Figure 6. Mechanism of ENaC upregulation by IL-17/TNF-α.

(A) Representative short-circuit current traces (left) and summary of data (right) for experiments on epithelia treated with/without IL-17/TNF-α for 72 hours. During recordings, elastase (1.5 μM) and amiloride (10 μM) were sequentially added. Where indicated, epithelia were apically treated with camostat (3 μM) for 18 hours. The scatter dot plot shows, for experiments with camostat pretreatment, the ratio I2/I1, where I1 and I2 are the current amplitudes before and after elastase, respectively (**P < 0.01; Student’s t test). (B) Representative traces from experiments with/without IL-17/TNF-α treatment in which camostat (3 μM) and amiloride were sequentially added. Where indicated, experiments also included addition of elastase (1.5 μM) after camostat. (C) Summary of data showing the rate of ENaC current decay after camostat addition (C, control; I+T, IL-17/TNF-α). Data (t_1/2) report the time at which the current decayed to half of initial amplitude (***P < 0.001; Student’s t test). (D) Representative confocal microscope images, from control- and IL-17/TNF-α–treated epithelia, in which SCNN1A, ZO-1, and cilia were detected by immunofluorescence.
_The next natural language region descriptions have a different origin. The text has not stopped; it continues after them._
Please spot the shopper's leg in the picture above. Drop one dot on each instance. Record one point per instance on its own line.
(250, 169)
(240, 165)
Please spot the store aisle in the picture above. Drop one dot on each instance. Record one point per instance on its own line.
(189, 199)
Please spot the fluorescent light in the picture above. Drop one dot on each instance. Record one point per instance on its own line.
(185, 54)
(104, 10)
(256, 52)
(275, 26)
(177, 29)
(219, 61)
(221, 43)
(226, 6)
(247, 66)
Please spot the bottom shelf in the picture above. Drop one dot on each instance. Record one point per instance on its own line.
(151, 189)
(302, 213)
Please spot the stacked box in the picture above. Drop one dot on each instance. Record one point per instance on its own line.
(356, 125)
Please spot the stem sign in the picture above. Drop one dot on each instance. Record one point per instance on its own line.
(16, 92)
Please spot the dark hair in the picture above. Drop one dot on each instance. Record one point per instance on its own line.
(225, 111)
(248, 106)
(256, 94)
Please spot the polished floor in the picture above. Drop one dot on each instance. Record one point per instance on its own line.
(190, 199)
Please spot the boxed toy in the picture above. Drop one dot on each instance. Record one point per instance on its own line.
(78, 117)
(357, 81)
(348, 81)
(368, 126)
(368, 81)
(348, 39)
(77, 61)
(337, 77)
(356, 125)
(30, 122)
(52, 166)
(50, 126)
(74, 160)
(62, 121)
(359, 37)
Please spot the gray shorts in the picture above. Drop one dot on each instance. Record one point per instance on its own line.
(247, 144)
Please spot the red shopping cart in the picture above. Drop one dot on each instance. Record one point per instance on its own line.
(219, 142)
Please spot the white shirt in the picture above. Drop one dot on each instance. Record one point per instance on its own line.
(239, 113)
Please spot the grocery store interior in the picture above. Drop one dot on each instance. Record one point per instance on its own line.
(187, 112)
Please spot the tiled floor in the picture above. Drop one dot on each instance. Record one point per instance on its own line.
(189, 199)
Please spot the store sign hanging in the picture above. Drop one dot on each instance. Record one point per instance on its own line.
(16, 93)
Scale bar: 25 μm. (E and F) Representative short-circuit current traces and summary of data for experiments where control- and IL-17/TNF-α–treated epithelia were apically exposed to 25 μM GSK650394 (E) or 5 μM PP242 (F) before amiloride. The scatter dot plots report the t_1/2 values for each condition. (*P < 0.05 versus control; Student’s t test).